Alla luce di quanto emerso nell’ultima udienza del 4 novembre scorso presso il Tribunale di Udine, si appresta a giungere a una soluzione positiva la vicenda che un anno fa ha coinvolto Massimo Blasoni, azionista di maggioranza di “Sereni Orizzonti”, così come altri dirigenti dell’azienda che gestisce una casa di riposo anche nel Piacentino. «Appaiono infatti nettamente ridimensionate le contestazioni iniziali - sottolinea la stessa azienda in una nota - dal momento che l’accusa è stata derubricata dal reato di truffa a quello più lieve di frode nelle pubbliche forniture. Il risarcimento prospettato riduce a meno di un terzo l’iniziale contestazione. Nessuna truffa preordinata, dunque, ma solamente deficit assistenziali in alcune Rsa nel quinquennio 2015-2019».

«Patteggio, in buona parte ancora convinto delle mie ragioni, perché questo mi pare l’unico modo per dare serenità all’azienda» dichiara lo stesso Blasoni. «Il gruppo che ho fondato partendo dal Friuli opera in Italia Germania e Spagna, occupa 3.500 lavoratori e garantisce assistenza a migliaia di anziani: rappresenta una importante realtà che deve proseguire serenamente e utilmente crescere». I suoi avvocati Luca Ponti e Fausto Discepolo esprimono «grande soddisfazione per il risultato ottenuto dopo il notevole sforzo profuso in tutte le direzioni e grazie anche a un confronto leale e continuo con la Procura della Repubblica, di cui apprezziamo fondato la sensibilità e l'attenzione ai problemi sociali».

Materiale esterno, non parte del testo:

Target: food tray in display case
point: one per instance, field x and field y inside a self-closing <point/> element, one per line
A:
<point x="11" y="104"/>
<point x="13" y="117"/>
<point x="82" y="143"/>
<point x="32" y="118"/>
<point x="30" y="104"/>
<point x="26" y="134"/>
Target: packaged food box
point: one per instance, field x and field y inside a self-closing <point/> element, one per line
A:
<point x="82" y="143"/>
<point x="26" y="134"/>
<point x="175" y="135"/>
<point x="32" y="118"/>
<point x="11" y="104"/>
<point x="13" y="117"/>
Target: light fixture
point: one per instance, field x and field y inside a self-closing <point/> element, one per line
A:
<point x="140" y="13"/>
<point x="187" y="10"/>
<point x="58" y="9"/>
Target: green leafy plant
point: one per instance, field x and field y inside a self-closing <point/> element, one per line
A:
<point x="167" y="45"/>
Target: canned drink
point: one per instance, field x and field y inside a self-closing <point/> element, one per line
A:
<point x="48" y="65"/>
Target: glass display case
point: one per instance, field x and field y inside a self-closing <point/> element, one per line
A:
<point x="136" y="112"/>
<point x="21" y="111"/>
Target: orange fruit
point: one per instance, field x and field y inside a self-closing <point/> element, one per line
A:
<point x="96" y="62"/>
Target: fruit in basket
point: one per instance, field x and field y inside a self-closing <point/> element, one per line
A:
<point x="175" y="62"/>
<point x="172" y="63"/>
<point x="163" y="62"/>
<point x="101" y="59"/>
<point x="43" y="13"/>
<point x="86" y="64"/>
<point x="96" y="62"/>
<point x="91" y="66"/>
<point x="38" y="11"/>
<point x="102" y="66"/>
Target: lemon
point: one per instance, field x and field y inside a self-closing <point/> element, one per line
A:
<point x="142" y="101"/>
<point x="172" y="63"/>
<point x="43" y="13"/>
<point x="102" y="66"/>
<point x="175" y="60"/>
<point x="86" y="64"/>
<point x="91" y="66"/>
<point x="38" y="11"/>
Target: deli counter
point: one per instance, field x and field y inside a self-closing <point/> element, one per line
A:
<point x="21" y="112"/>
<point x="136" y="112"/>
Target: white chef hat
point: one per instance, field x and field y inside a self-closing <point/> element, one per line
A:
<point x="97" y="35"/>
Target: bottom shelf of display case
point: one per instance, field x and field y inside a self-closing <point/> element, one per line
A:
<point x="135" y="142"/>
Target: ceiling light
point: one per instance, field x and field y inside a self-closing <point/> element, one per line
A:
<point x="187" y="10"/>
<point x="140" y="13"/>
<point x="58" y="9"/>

«Non possiamo che esprimere la nostra soddisfazione per la conclusione positiva di questa vicenda» dichiara infine Simone Bressan, amministratore unico di Sereni Orizzonti Holding. «Quanto deciso non fa che confermare la nostra totale estraneità e premia la buona gestione di un gruppo che, grazie alla professionalità dei suoi collaboratori, nell’ultimo anno ha continuato ad offrire servizi di qualità a tutti i suoi 5.000 ospiti. Non possiamo quindi non ringraziare la Procura della Repubblica per l'attenzione che ha sempre dimostrato nel garantire la piena continuità operativa dell’azienda».